Séance en hémicycle du mardi 16 février 2021 à 9h00
Questions orales sans débat — Accès des élèves handicapés aux cantines scolaires

Sophie Cluzel, secrétaire d'état chargée des personnes handicapées :

Je partage avec vous les notions d'équité territoriale, de société inclusive et de non-discrimination, pour des causes que, parfois, les parents ne choisissent pas, cela est indéniable. Le maillage des ULIS s'est amélioré de façon extrêmement importante, notamment pour le primaire. Pour autant, il arrive en effet qu'il n'y ait aucune ULIS dans l'école, le collège ou le lycée dont dépend l'enfant.

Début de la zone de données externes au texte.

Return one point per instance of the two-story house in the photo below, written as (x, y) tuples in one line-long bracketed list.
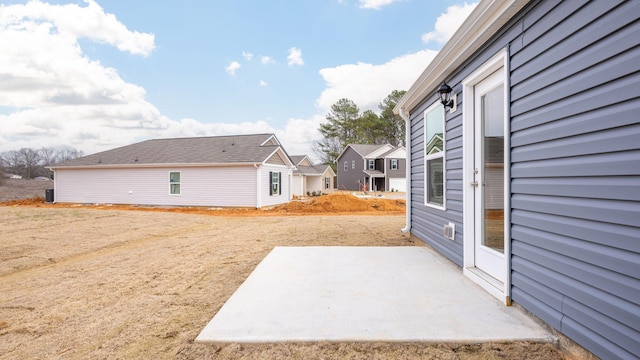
[(372, 168)]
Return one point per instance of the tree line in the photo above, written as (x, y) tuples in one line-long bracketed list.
[(30, 163), (347, 125)]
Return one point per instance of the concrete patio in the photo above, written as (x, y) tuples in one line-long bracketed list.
[(392, 294)]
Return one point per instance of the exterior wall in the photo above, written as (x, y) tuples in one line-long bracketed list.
[(348, 180), (400, 172), (315, 183), (286, 182), (575, 169), (199, 186), (298, 185), (328, 174)]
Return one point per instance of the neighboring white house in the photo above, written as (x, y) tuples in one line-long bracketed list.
[(224, 171), (309, 178)]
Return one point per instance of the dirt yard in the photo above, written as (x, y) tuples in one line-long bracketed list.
[(80, 282)]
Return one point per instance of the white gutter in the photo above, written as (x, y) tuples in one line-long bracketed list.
[(258, 186), (407, 145)]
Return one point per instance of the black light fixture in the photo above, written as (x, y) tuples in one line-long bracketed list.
[(445, 95)]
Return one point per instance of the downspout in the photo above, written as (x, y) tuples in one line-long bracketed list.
[(407, 145), (259, 186)]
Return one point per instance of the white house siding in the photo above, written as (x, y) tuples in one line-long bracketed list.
[(199, 186), (286, 182), (298, 186), (315, 183), (399, 184)]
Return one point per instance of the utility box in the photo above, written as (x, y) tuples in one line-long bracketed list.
[(48, 196)]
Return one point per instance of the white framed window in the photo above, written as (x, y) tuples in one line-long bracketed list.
[(275, 185), (434, 161), (174, 183)]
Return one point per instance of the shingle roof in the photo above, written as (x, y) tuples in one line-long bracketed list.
[(311, 170), (364, 149), (297, 158), (197, 150)]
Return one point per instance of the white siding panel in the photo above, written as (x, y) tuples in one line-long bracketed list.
[(216, 186), (399, 184), (284, 196)]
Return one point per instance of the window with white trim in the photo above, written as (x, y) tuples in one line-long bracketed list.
[(434, 169), (174, 183), (275, 184)]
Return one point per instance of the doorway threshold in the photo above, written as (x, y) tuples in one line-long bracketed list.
[(490, 284)]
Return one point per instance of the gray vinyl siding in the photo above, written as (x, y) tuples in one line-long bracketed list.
[(400, 172), (575, 169), (427, 222), (348, 180)]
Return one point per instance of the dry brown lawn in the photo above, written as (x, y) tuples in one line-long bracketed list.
[(81, 282)]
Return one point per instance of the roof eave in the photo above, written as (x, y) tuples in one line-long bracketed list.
[(484, 21), (154, 165)]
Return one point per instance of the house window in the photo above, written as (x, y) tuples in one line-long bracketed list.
[(174, 183), (434, 156), (275, 187)]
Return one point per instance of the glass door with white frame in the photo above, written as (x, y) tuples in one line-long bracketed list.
[(488, 182)]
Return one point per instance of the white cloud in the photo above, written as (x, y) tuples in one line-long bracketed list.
[(77, 22), (267, 60), (447, 23), (299, 135), (295, 57), (247, 55), (375, 4), (232, 67), (367, 85)]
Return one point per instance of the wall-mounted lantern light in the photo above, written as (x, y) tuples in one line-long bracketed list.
[(445, 96)]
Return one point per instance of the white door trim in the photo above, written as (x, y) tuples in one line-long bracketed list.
[(502, 291)]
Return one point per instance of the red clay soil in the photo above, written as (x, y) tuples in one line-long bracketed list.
[(336, 204)]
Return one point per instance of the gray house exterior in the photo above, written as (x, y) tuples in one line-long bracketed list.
[(531, 181), (371, 167)]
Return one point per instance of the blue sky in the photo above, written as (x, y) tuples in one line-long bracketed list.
[(95, 75)]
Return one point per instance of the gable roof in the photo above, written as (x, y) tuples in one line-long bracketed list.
[(247, 149), (488, 17), (367, 150), (301, 160), (315, 170)]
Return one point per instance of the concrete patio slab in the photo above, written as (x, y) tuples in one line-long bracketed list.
[(393, 294)]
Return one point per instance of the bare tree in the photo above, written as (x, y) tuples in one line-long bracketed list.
[(49, 155), (67, 153), (31, 159)]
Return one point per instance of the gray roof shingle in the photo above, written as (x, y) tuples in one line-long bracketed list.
[(196, 150)]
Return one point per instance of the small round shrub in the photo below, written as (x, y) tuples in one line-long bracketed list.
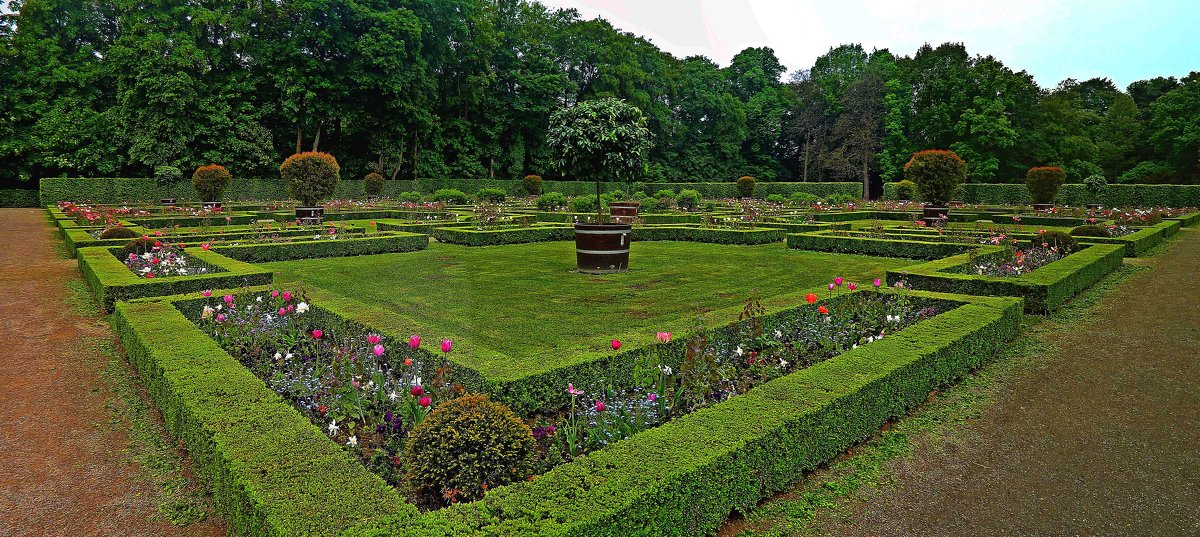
[(551, 201), (532, 183), (372, 183), (745, 186), (906, 189), (1065, 242), (450, 197), (937, 174), (119, 231), (688, 199), (210, 181), (493, 195), (1044, 182), (311, 176), (1090, 230), (166, 175), (466, 447)]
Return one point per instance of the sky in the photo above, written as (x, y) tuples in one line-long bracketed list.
[(1121, 40)]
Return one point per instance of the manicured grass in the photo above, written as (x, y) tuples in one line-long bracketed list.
[(516, 311)]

L'article 72 de la Constitution pose un problème majeur, en ce qu'il dispose que « les collectivités territoriales ont vocation à prendre les décisions pour l'ensemble des compétences qui peuvent le mieux être mises en oeuvre à leur échelon. Dans les conditions prévues par la loi, ces collectivités s'administrent librement par des conseils élus et disposent d'un pouvoir réglementaire pour l'exercice de leurs compétences ». En l'espèce, les collectivités organisent librement le service de la restauration scolaire. Il relève donc de leur responsabilité d'appliquer le principe de non-discrimination et de veiller à inclure pleinement les élèves en situation de handicap, en ne leur appliquant pas un tarif de résidents extérieurs à la commune. C'est tout l'enjeu du travail que nous menons avec les collectivités.

La sensibilisation des collectivités est essentielle. C'est la raison pour laquelle l'État porte le message suivant : tous les enfants en situation de handicap sont des élèves de droit commun de l'école de la République, et l'équité territoriale est structurante pour mettre en place une école inclusive sur l'ensemble de ses aspects.

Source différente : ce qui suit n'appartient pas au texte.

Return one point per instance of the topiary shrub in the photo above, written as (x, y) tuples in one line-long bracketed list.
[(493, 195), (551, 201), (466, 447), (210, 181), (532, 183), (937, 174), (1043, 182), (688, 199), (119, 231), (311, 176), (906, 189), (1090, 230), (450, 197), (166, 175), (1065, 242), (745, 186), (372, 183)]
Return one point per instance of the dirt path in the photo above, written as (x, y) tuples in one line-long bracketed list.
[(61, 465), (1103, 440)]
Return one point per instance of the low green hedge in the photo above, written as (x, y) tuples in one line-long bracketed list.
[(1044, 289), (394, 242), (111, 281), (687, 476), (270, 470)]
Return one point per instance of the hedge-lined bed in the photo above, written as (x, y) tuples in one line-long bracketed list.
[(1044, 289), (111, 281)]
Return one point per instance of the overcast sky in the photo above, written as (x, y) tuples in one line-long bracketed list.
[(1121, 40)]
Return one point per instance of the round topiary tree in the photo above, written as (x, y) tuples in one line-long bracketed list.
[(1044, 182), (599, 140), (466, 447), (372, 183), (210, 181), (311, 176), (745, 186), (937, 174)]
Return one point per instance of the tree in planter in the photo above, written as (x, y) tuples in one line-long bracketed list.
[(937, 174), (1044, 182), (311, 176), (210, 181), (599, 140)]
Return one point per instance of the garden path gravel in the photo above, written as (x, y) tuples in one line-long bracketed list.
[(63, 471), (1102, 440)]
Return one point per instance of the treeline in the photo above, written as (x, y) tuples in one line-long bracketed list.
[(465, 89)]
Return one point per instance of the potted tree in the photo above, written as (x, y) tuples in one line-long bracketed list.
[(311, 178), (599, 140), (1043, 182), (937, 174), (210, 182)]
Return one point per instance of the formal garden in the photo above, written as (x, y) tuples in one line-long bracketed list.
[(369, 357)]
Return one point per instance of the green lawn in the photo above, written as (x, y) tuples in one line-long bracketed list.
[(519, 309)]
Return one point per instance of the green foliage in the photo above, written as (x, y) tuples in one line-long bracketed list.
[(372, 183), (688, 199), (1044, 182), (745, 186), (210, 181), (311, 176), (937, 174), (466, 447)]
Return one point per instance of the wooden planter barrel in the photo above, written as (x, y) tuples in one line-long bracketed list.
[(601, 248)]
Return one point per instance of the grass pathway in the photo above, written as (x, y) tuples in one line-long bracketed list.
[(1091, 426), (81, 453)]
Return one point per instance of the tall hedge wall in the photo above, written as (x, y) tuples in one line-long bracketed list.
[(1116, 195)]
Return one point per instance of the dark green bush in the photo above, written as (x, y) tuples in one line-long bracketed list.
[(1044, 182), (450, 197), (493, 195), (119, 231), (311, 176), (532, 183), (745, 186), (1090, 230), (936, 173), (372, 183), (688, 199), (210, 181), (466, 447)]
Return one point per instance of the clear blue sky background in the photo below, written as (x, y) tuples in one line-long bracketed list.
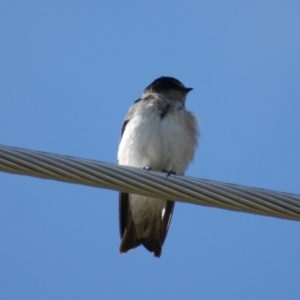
[(70, 70)]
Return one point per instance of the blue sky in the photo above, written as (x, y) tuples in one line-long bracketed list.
[(69, 72)]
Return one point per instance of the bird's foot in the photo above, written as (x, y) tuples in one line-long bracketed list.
[(147, 168)]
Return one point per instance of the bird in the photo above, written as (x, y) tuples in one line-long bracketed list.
[(159, 134)]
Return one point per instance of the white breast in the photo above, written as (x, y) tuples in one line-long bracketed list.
[(160, 143)]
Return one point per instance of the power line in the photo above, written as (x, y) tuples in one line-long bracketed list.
[(152, 183)]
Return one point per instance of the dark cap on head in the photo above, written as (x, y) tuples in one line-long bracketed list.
[(167, 84)]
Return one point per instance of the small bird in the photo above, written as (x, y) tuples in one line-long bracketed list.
[(158, 133)]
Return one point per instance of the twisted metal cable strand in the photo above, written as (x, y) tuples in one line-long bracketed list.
[(155, 184)]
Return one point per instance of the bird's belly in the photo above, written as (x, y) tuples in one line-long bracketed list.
[(155, 142)]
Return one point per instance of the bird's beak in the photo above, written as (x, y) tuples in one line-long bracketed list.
[(188, 89)]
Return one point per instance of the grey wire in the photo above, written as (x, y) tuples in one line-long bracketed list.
[(149, 183)]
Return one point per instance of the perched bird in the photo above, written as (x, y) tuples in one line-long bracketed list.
[(158, 133)]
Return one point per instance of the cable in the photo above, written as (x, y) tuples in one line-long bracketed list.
[(149, 183)]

Je vous propose d'avancer sur cette question avec les collectivités, pour faire suivre d'effets les principes d'uniformisation et de non-discrimination. Cependant, cela ne sera possible que grâce à un dialogue avec les collectivités locales. Nous avons déjà un levier, non pas sur la cantine, mais sur le périscolaire, avec les fonds de territoire, dont la CNAF – Caisse nationale des allocations familiales – peut disposer, pour éviter les discriminations et pour renforcer les équipes d'animation. Il nous faut travailler aussi sur les tarifs de cantine. Il reste donc du travail, et ce travail doit s'appuyer tant sur l'indispensable principe de différenciation que sur celui de l'équité.